I am a woman in middle age and even though I have lived with the chronic illness MEcfs, since 2004, I don’t underestimate how fortunate I am to have a head of increasingly grey hair.
As a woman I have experienced a great deal of prejudice with having a Chronic Illness which has been and is insulting and devastating, and a great deal of unwelcome attention for just being a woman. I won’t list it all, there is just too much of it. The latter will very sadly be the same for most women of varying age I have no doubt.
Why am I writing? I saw a meme on instagram, which made me feel a bit firey. It happens. The question of Pro-Life or not is now weighing heavily on my mind again. And as I see recent news reports of possible changes in legislation in the US on the subject of terminations, it can’t be ignored. Not an easy word to type out or contemplate. And as a Christian many may think I hold a certain view on this extremely delicate subject. And I may well be inviting more unwelcome attention by writing.
As I mature, learn, read, debate and observe, my views develop, modify and change. But for my whole life I have been for women. I think it is why I really enjoy turn of the century writers, where women are openly taking opportunity to use their voice and attempt to make changes for themselves and other women. And to highlight the need for them to have a voice and ultimately choices. As, may I dare say it, do men.
This isn’t written as an attack on men, more to highlight a society which can at times err in favour of men. Or an assumption that only men are involved in the decision process. At times it does feel that way. And I am aware that many may suggest what right do I have to comment on a situation in another country. Because I care about women, their choices, their outcomes, their freedoms.
Opinion, once again, becomes polarised. With a situation of us and them, groups are then vilified, with those in-between possibly feeling confused and may I say it, shamed. Because one party decides anothers right to have a choice, isn’t their right after all.
On discussing this with my husband, we agree that women need choices, minus being judged.
Do we want women seeking dangerous routes of help for a situation they need assistance with. I don’t think so. But at the same time we must value life. So as a Christian woman, who knows several women who have had to make difficult choices, I feel that safe support must be there. Not a dangerous back door route which could cause even more suffering. Which is worse, denying a person the choice or forcing someone to make an even more dangerous one? Perhaps I am naive in thinking that people care that much. But I hope that they do.
And this might raise eyebrows. Everyone has to take responsibility for themselves and others. It is after all a life we are talking about. Well three plus lives would be involved. And there is of course the question which can’t be avoided of how many weeks is acceptable, fair and ethical. Again, I feel uncomfortable even typing that.
It is an incredibly difficult subject and my thoughts on it can sway like a pendulum. But that said, I know that I am Pro-Life without forcing my personal view on anyone, whilst fully acknowledging their must be choice/s and genuine support available for women without criminalising them.

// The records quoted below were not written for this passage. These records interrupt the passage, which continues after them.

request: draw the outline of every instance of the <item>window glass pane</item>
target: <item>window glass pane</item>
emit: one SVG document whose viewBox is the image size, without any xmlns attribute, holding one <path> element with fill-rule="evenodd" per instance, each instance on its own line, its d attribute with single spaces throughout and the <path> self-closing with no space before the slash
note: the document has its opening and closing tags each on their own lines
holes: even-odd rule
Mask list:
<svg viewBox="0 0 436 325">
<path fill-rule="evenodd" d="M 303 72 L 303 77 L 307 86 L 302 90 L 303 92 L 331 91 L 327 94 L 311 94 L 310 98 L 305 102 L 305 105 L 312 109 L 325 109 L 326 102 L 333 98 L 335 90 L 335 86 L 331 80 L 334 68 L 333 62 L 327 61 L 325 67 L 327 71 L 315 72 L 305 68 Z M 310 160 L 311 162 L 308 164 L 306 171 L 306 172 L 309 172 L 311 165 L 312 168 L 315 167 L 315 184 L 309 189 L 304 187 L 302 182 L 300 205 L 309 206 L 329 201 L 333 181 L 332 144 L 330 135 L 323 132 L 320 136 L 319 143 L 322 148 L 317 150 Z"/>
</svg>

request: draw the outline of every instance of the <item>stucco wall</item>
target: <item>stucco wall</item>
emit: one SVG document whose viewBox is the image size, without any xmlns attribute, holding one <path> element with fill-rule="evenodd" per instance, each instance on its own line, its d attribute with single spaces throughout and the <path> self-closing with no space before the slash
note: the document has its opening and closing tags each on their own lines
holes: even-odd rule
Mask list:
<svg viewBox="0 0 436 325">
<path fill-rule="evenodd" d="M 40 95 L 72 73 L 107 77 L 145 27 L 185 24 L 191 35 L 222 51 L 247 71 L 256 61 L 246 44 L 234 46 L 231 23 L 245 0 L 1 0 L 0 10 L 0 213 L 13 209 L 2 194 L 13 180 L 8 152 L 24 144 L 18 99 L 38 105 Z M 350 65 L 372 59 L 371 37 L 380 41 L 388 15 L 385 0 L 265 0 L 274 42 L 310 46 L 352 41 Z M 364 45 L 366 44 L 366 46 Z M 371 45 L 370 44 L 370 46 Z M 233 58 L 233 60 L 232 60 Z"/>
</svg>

I am a mum (not every womans choice in life) who has discussed many subjects with my young folk as they grew up. Be that about the a picnic lunch, new clothes, tampons, personal safety, consent, contraception, drugs, alcohol, avoiding pornography, to name but a few. The little input I received as a young person, about contraception from a then called ‘family planning’ clinic made me feel like a slut. I didn’t grow up with a Christian background, but I understood morality and fairness.
We have to stop shaming people for their choices and situation. Whilst still acknowledging the point that lives are in the mix. There sadly is always going to be circumstances where a termination can’t be avoided. I am certain it is a huge decision to make, if it isn’t then that raises other questions. But as a society surely we should ensure it is a safe and caring one. Even if we don’t agree. Isn’t that the basis for democratic and mature society?
I may be told how can I be a Christian and hold that view? Well, those asking would need to speak to God about that, as I will when that time comes. And I may be told ‘Penny, you were wrong‘.
We live in an imperfect world. And forcing a view, belief, or decision on someone doesn’t make it anymore perfect. We have been given free will, and like it or not, that involves choice.
So that is my thought for today, and probably a controversial one.